The amendments implement the requirements of the Dodd-Frank Act which require creditors to disclose in risk-based pricing notices a credit score used in making a credit decision, along with certain additional information relating to the credit score. The amended regulations add these new content requirements to risk-based pricing notices. The amendments also add new model notices incorporating the credit score disclosure that creditors may use to comply with the regulations. The estimated incremental burden of these amendments is noted in item #12 above.

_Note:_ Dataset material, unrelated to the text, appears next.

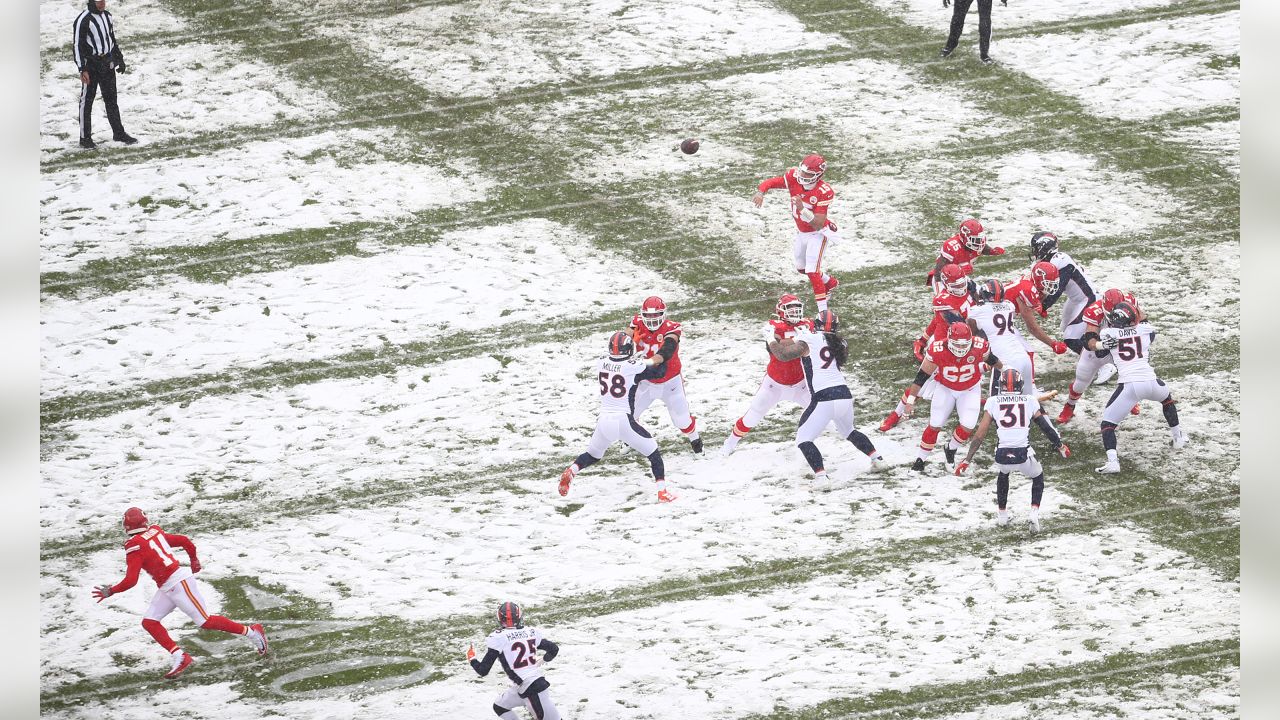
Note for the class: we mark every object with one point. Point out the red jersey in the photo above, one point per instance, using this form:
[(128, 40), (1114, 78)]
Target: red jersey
[(817, 199), (151, 550), (946, 302), (649, 342), (958, 373), (789, 372)]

As discussed in more detail in response to item 8 above, the Agencies have adjusted upward from the March 15, 2011 notice of proposed rulemaking their estimate (from 16 hours to 32 hours) of the time needed for affected entities to update their systems to incorporate the amendments’ requirements and to coordinate with consumer reporting agencies as necessary. Estimated labor costs increased proportionately.


  1. Publishing Results of the Collection of Information


There are no plans to publish any information for statistical use.


  1. Display of Expiration Date for OMB Approval


Not applicable. The assigned OMB control number and current date of expiring clearance will appear in the final rulemaking.


  1. Exceptions to the Certification for PRA Submissions


Not applicable.

1 Section 311 of the FACT Act amended the Fair Credit Reporting Act (“FCRA”), 15 U.S.C. 1681 et seq., to require the Agencies to jointly prescribe rules to implement its risk-based pricing provisions.

2 This estimate derives in part from an analysis of the figures obtained from the North American Industry Classification System (NAICS) Association’s database of U.S. businesses. See http://www.naics.com/search.htm. Commission staff identified categories of entities under its jurisdiction that also directly provide credit to consumers. Those categories include retail, vehicle dealers, consumer lenders, and utilities. The estimate also includes state-chartered credit unions, which are subject to the Commission’s jurisdiction. See 15 U.S.C. 1681s. For the latter category, Commission staff relied on estimates from the Credit Union National Association for the number of non-federal credit unions. See http://www.ncua.gov/news/quick_facts/Facts2007.pdf. For purposed of estimating the burden, Commission staff made the conservative assumption that all of the included entities engage in risk-based pricing and use a credit score in making the credit decision requiring a risk-based pricing notice.


3 This cost is derived from the median hourly wage for management occupations found in the May 2009 National Occupational Employment and Wage Estimates of the Bureau of Labor Statistics, Table 1.